Happy reunions are something to be treasured. They're also something that has to happen fast, in the world we live in. So, minutes after we all find each other again, after Judith is back in Rick and Carl's arms and Tyreese is back in Sasha's, Rick himself says we have to go. My dad says yeah, but where? and Rick says somewhere far away from Terminus.
It's back to the tracks. I hope we get off them soon. But for now, it's okay. No complaints. No more. Not today.
Abraham and the army girl and Eugene, they stay with us. Nobody says anything, at least not that I can hear, about anyone going to DC. I don't know if they've changed their minds, if they're waiting for the right moment, or what. But I don't dwell on it. I dwell on Carl. On Judith. On how damn good my bow feels in my hand and my quiver feels on my back.
We stop to eat something when there's a sort-of comfortable distance between us and Terminus, maybe two hours later, and only for about twenty minutes. There are expired beef jerky strips, pecans, six cans of beans, two cans of soup, and a half-eaten family-size package of individually-wrapped peanut butter crackers. All from Joe's group's stash. We save some of it, but just a little.

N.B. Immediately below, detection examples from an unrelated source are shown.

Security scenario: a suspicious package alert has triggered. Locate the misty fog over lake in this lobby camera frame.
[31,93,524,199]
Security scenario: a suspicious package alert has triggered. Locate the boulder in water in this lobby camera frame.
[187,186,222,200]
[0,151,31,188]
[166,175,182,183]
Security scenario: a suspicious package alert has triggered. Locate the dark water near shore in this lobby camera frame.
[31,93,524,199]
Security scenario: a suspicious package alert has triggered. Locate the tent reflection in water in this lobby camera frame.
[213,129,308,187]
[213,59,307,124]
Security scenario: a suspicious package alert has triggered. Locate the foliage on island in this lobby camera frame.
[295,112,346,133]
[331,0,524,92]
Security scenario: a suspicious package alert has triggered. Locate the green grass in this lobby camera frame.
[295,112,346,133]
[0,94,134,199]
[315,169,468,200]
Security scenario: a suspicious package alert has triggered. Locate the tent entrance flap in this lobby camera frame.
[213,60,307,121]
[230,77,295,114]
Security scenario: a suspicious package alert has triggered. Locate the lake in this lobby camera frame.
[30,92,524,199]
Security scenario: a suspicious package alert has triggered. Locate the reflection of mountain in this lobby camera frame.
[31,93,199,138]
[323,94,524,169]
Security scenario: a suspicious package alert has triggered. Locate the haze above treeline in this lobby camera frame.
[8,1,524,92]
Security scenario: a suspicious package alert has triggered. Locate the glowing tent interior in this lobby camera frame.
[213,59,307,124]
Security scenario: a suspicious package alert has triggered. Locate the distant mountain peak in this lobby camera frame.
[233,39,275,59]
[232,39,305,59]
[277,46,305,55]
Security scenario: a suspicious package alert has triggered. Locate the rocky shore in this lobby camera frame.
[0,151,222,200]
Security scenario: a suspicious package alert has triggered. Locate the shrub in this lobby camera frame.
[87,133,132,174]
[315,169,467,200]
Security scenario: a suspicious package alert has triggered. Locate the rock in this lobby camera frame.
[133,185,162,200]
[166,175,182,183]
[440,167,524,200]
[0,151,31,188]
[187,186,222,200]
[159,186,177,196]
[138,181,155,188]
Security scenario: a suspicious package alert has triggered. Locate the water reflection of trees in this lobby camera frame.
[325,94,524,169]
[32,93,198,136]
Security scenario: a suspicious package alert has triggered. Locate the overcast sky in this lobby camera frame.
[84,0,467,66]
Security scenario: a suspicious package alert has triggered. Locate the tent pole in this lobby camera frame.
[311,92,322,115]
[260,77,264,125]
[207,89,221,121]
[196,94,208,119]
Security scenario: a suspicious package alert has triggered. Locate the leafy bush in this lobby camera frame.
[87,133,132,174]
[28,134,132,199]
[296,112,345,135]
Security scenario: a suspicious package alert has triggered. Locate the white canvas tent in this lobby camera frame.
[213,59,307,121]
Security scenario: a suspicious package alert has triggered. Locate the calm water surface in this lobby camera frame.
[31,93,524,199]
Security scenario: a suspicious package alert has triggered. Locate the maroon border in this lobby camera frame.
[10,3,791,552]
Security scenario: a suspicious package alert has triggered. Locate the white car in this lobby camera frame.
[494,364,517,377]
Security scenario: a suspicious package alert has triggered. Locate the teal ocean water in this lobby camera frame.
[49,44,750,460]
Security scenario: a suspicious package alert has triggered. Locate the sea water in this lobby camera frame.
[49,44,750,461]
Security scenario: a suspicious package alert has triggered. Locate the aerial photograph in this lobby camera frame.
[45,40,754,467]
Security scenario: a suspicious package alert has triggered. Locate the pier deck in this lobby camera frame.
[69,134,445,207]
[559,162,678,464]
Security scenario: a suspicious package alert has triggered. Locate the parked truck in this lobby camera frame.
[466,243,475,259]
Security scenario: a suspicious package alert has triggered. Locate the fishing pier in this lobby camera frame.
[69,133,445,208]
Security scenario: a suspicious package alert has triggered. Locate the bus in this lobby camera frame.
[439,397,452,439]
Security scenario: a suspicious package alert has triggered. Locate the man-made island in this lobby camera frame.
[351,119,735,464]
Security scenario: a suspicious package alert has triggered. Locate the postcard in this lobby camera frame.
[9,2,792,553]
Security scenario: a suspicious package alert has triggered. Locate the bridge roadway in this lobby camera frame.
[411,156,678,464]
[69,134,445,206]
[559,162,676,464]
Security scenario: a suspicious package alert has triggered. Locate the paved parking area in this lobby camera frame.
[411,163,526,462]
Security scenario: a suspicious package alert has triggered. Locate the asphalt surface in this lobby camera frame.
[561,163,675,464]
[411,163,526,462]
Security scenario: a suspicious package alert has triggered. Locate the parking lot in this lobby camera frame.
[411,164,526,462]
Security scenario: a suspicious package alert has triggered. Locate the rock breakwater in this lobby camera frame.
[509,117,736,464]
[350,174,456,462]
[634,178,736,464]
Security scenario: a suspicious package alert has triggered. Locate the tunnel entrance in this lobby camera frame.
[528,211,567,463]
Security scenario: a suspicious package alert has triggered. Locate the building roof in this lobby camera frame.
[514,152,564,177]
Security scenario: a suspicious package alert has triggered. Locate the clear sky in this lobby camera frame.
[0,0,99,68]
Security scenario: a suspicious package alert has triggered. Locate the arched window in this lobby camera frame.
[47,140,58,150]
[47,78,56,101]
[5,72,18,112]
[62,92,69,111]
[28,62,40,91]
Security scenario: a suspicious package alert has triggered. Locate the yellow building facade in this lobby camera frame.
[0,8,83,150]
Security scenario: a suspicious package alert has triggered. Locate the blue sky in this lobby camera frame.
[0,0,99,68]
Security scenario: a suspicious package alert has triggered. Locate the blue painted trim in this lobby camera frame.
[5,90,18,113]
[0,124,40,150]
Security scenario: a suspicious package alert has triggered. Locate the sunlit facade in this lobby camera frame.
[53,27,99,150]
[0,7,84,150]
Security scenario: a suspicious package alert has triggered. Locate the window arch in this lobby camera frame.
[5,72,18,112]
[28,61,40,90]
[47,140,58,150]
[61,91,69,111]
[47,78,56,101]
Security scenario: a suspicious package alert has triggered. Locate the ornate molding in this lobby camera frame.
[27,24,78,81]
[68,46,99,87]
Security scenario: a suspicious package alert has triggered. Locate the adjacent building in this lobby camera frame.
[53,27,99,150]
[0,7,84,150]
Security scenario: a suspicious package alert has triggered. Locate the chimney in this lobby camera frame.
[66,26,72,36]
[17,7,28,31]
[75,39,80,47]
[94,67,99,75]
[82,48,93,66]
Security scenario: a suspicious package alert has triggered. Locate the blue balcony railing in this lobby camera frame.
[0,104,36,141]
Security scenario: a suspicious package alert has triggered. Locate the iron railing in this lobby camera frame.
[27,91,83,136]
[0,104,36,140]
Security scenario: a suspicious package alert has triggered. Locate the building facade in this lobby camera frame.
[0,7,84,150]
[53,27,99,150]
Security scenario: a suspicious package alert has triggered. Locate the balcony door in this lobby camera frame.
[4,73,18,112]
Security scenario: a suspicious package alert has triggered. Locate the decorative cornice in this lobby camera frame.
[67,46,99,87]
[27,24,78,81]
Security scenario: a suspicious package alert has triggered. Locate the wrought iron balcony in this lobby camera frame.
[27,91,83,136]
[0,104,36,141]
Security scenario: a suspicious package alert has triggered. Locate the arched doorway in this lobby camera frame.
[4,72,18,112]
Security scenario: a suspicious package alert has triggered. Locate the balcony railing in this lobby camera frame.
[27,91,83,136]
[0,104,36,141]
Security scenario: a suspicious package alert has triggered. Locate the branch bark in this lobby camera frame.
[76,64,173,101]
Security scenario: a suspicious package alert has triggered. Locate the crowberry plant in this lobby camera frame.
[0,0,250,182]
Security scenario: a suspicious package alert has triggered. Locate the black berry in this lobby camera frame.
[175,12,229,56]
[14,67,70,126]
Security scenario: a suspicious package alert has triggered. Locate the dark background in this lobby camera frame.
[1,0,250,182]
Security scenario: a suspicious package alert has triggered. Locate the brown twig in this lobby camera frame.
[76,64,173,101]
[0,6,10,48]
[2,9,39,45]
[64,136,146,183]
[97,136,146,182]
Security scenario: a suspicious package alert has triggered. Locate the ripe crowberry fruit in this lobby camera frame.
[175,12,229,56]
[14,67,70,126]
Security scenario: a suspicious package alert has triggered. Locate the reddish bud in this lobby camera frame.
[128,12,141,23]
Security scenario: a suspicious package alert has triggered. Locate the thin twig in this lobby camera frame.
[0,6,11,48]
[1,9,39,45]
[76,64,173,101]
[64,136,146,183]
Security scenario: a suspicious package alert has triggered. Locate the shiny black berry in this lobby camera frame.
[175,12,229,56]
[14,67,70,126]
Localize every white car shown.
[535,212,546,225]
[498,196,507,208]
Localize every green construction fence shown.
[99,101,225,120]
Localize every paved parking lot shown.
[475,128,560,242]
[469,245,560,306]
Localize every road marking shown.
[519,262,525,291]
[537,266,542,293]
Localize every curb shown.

Tomorrow, or at least soon, I'll – Dad and I'll have to go hunting. I'll be going hunting with him again. That's kind of . . . weird.
Carl and I sit on a log under a shady tree. He feeds Judith while I break open a pack of the peanut butter crackers. I bite into one. Stale, but food. And mm. It's been a while since I've had peanut butter.
"Good?" asks Carl.
"Gourmet."
"Gimme one."
"Open up." He does, and I pop it into his mouth. It's too big, and he has to cling onto Judith and the bottle with one arm for a second to reach up and save the fourth of the cracker he can't gulp down. Crumbs fall from his mouth, and I grin as he struggles to chew.
"Are you trying to choke me?" he says when he can halfway-talk again.
"Sorry." I blink my eyes, look at the sky as I raise a cracker to my lips. "I guess I just overestimated you. I mean, I thought you could handle it –"
He swallows, licks his lips, which are curling up. "Oh, so you're trying to start a fight?"
"I would never try to start a fight with a guy holding a baby," I say, much too sweet, and that does it, that pulls his smile all the way out, and he shakes his head and readjusts Judith and the bottle.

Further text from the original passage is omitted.